• Costa Rica Real Estate

Costa Rican gov’t and Red Cross suspend search for US hiker believed missing in Corcovado Nat’l Park

August 6, 2014

The Red Cross, Public Security Ministry and Environment Ministry pulled back volunteers and personnel on Tuesday from efforts to find missing U.S. hiker Cody Roman Dial in Corcovado National Park, on the Osa Peninsula. The Red Cross and the Costa Rican government have been searching for the 27-year-old Alaska native since July 23. Dial has been out of contact with his family since July 10, the day of his planned entry into the park.

Representatives from the U.S. Embassy are now in Puerto Jiménez, near the park’s eastern entrance, to take over the search, accompanied by Dial’s father, Roman Dial, a National Geographic explorer and well-known adventure sportsman. Based on Dial’s emails with his father and sightings by local residents, officials suspect that Dial was hiking alone in the park in areas off-limits to tourists. In order to search these areas, the new search-and-rescue team will need to negotiate for permits with the Environment Ministry.

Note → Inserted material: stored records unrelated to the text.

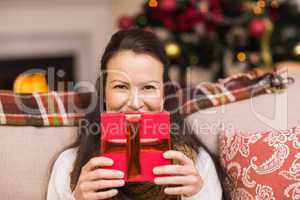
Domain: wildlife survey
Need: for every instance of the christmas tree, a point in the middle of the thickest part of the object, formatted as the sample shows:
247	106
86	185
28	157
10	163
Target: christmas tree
217	38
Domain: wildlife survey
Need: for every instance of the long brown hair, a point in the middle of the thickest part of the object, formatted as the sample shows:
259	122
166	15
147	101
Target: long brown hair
140	42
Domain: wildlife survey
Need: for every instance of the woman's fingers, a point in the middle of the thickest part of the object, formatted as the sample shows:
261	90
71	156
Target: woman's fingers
177	155
183	190
102	174
97	162
101	195
175	170
101	184
176	180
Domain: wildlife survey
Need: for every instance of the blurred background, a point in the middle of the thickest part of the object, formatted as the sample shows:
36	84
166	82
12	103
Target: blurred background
205	40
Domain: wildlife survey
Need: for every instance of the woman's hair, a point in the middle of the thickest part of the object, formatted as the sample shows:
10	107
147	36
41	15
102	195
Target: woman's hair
140	42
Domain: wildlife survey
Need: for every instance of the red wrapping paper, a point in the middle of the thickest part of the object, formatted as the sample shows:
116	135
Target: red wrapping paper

That team will revisit areas mentioned in Dial’s emails and already searched by Red Cross crews, but conflicting information from local residents who claim to have seen Dial have complicated efforts.

“It has gotten really confusing because we have reports from people who believe they’ve seen him on the same day in areas that are kilometers and kilometers apart,” Gilberth Doundi, one of the Red Cross search coordinators, told The Tico Times. “We believe he left and re-entered the park a number of times, but that is really the only thing we are confident about.”

The Red Cross turned up no sign of Dial in their searches except for a possible campsite in Piedras Blancas National Park, northeast of Corcovado. The teams searched rivers, mining tunnels and waterfalls, but saw no other signs of the young hiker. According to Doundi, search-and-rescuers believe it is possible that Dial left the park and may be elsewhere in Costa Rica.

“We are sending out alerts to beaches and other possible tourist areas, we are monitoring his credit cards in case he makes a purchase, and we have alerted immigration officials to watch for him at the borders,” Doundi said.

When The Tico Times contacted Dial’s father for comment, he said he was preparing to enter the park, but he lost a phone signal before he was able to provide more information.